Mercy could not refrain from laughing in his face, as she retreated a few steps towards the piazza, and said,--
"It is I who ought to beg your pardon. I had no business to be standing stock-still in the middle of the highway like a post."
"Sensible young woman! sensible young woman! God bless my soul! don't know your face, don't know your face," said the old gentleman, peering out from under the eaves of his eyebrows, and scrutinizing Mercy as a child might scrutinize a new-comer into his father's house. One could not resent it, any more than one could resent the gaze of a child. Mercy laughed again.

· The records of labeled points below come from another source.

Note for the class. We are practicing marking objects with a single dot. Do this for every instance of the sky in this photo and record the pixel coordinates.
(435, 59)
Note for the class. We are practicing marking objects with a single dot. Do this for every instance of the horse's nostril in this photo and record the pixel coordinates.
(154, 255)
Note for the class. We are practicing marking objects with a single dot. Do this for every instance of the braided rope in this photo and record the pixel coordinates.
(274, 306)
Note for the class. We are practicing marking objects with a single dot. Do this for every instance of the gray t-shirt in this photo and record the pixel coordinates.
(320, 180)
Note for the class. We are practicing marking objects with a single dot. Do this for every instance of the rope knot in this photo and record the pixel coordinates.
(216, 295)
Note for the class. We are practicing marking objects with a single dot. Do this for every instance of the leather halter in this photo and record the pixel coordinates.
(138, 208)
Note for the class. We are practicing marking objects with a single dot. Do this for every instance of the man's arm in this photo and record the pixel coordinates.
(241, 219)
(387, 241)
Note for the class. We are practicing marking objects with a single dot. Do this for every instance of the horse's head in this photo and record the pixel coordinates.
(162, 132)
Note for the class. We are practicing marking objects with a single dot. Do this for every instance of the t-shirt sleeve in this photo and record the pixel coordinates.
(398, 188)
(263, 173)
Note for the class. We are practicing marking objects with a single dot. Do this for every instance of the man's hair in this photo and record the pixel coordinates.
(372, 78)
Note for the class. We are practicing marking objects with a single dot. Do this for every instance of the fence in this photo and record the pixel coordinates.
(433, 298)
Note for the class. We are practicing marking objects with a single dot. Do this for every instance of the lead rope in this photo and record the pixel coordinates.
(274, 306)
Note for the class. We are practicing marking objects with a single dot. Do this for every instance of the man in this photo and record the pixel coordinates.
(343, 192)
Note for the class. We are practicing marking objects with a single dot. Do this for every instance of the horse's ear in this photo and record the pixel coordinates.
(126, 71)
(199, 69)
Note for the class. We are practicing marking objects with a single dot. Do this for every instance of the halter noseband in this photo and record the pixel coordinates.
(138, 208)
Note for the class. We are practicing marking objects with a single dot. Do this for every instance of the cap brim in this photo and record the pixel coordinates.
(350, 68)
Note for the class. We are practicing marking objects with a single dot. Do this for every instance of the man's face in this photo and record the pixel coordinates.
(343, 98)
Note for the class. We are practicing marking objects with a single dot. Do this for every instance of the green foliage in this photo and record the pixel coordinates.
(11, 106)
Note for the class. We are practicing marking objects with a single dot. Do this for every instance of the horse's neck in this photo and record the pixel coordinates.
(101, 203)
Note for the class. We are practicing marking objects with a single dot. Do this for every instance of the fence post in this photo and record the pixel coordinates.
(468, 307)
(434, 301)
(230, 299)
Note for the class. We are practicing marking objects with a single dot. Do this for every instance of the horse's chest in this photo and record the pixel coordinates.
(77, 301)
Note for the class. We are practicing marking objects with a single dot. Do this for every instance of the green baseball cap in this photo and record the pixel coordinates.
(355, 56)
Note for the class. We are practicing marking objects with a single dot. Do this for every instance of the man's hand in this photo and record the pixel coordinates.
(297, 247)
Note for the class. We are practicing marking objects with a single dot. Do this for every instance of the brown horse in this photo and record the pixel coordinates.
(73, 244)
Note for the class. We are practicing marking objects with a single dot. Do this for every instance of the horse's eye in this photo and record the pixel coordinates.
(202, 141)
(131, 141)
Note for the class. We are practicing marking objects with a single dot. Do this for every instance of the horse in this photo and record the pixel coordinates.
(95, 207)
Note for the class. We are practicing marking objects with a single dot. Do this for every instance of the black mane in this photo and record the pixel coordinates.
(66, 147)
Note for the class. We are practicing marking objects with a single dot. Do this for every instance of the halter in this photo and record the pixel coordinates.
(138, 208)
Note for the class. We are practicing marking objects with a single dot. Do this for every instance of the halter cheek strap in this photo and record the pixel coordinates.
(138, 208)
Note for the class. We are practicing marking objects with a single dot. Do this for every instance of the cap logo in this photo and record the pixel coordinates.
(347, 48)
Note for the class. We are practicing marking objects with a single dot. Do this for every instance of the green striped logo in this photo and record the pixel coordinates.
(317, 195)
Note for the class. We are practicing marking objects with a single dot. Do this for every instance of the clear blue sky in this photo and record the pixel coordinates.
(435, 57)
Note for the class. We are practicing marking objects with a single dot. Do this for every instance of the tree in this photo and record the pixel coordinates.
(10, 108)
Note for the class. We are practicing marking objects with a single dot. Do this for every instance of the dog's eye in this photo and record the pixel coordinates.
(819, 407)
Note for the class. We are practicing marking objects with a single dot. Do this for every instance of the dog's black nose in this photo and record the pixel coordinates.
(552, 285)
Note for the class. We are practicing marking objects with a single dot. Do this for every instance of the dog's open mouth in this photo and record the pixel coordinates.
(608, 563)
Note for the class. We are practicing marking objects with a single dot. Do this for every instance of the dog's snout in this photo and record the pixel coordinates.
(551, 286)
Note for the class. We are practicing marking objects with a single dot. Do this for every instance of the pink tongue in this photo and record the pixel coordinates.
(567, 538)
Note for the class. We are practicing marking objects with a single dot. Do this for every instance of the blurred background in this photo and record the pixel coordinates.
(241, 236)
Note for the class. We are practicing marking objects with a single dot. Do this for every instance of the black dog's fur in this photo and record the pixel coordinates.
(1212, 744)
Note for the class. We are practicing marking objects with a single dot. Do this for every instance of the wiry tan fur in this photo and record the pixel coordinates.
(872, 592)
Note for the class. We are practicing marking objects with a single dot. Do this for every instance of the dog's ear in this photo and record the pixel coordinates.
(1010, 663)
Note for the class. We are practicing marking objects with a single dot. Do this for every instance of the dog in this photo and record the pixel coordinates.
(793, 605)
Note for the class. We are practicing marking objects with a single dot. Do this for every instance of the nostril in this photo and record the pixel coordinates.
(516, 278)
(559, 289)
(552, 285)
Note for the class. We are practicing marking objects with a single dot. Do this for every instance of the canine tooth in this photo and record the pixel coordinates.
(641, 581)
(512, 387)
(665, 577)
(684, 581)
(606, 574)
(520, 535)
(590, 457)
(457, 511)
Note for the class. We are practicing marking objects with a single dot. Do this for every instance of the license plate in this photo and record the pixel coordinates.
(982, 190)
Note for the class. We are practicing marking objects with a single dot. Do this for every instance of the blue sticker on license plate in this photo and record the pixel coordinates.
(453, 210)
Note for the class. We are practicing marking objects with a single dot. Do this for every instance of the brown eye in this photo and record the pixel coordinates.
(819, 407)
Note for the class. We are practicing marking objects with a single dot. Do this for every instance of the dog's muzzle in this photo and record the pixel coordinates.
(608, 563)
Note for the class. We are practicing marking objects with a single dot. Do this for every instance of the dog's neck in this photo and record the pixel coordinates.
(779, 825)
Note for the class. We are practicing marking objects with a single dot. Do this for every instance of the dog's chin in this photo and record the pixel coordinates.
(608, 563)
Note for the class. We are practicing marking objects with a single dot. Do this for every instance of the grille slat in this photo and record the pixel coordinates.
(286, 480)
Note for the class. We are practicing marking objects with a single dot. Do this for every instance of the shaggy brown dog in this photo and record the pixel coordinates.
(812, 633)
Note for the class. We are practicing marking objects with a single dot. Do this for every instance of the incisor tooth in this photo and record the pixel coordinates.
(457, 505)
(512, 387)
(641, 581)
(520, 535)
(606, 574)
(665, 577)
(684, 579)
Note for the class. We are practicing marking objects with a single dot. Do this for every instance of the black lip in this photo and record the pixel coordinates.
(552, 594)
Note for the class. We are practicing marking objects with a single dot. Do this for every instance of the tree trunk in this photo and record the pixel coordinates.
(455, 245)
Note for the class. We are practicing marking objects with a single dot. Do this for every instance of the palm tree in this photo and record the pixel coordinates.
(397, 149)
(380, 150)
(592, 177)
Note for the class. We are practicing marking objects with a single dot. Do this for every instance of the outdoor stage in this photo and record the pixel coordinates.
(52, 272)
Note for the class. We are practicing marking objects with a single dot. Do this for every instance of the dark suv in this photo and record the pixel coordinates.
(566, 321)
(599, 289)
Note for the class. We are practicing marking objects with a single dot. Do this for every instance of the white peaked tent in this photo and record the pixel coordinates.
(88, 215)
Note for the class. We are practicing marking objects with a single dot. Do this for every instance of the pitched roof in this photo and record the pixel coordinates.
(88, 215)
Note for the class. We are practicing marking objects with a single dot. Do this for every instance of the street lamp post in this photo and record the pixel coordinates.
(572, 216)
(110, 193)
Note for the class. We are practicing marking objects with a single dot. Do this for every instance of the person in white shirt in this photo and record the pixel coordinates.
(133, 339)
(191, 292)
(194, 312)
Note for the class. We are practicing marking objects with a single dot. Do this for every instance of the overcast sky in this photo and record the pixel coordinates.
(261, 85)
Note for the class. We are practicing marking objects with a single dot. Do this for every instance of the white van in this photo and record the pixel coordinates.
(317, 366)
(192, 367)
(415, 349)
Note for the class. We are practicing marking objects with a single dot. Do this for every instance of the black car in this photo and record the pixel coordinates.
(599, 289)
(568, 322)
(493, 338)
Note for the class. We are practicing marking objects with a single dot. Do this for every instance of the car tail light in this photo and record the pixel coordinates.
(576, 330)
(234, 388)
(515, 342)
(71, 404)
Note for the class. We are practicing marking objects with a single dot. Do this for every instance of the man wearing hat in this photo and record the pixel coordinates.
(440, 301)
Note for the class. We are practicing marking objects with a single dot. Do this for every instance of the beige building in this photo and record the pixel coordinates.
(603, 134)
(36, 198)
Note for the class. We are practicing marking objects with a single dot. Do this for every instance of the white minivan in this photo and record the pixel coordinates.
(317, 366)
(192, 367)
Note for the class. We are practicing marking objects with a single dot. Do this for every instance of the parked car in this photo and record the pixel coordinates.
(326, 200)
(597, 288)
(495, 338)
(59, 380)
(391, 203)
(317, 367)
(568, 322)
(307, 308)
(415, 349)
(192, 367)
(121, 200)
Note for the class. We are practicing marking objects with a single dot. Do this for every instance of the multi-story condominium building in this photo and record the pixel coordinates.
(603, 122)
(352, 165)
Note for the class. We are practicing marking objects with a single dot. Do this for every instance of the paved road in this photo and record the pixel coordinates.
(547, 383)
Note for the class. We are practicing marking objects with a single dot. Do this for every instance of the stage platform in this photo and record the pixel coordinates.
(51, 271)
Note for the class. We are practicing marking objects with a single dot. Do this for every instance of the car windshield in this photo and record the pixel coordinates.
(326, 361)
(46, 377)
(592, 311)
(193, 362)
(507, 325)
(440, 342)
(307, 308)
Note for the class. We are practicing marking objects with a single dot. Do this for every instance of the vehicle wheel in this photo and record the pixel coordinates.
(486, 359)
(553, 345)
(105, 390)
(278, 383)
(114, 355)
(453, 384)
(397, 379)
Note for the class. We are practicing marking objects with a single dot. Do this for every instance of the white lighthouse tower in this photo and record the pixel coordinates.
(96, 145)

"No, sir, you don't know my face. I only came last night," she said.
"God bless my soul! God bless my soul! Fine young woman! fine young woman! glad to see you,--glad, glad. Girls good for nothing, nothing, nothing at all, nowadays," jerked on the queer old gentleman, still shifting rapidly from one foot to the other, and beating time continuously with his cane, but looking into Mercy's face with so kindly a smile that she felt her heart warm with affection towards him.
"Your father come with you? Come to stay? I'd like to know ye, child. Like your face,--good face, good face, very good face," continued the inexplicable old man. "Don't like many people. People are wolves, wolves, wolves. 'D like to know you, child. Good face, good face."
"Can he be crazy?" thought Mercy. But the smile and the honest twinkle of the clear blue eye were enough to counterbalance the incoherent talk: the old man was not crazy, only eccentric to a rare degree. Mercy felt instinctively that she had found a friend, and one whom she could trust and lean on.
"Thank you, sir," she said. "I'm very glad you like my face. I like yours, too,--you look so merry. I think I and my mother will be very glad to know you. We have come to live here in half of Mr. Stephen White's house."